Medicare Part A, often known as hospital insurance, covers services and procedures that generally take place in an inpatient setting.
Medicare Part A is known as hospital insurance. This Medicare coverage helps pay for in-patient hospital stays, hospice care, care in a skilled nursing facility, and some home health care needs. You can get Medicare Part A with no premium if you or your spouse has paid into Medicare for a specific amount of time while working.
What Does Medicare Part A Cover?
Medicare Part A covers in-patient hospital stays and other in-patient care. It’s not the coverage you use for doctor’s visits or prescription drugs.
Includes services like semi-private rooms, meals, general nursing and drugs as part of your inpatient treatment.
Covers care that takes place in a facility or at home. Medicare Part A doesn’t pay for room and board.
Home Health Care
Covers medically necessary services such as:
- Intermittent skilled-nursing care that can be performed at home
- Occupational therapy
- Physical therapy
- Speech-language pathology services
Skilled Nursing Facility Care
Covers skilled nursing services if you need them while you’re a resident, only if all of these conditions are met:
- You have Part A and days left in your benefit period to use.

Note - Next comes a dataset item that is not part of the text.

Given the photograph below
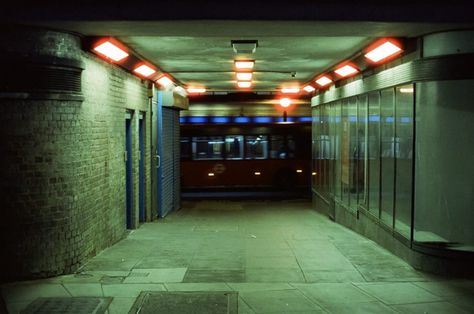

- You have a qualifying hospital stay.
- You need daily skilled care under the supervision of skilled nursing or therapy staff.
- You need skills services for a medical condition that was treated during your three-day inpatient hospital stay, or a medical condition that began while you received care in the skilled nursing facility.
Note: Medicare Part A won’t cover custodial care, which means you’re living in a nursing home because you need help with activities of daily living (ADLs). In this case, meals, room, and board are not covered by Medicare Part A.
But if you’ve been in the hospital and must transition to a skilled nursing facility, Medicare Part A will cover the cost of your stay, including meals.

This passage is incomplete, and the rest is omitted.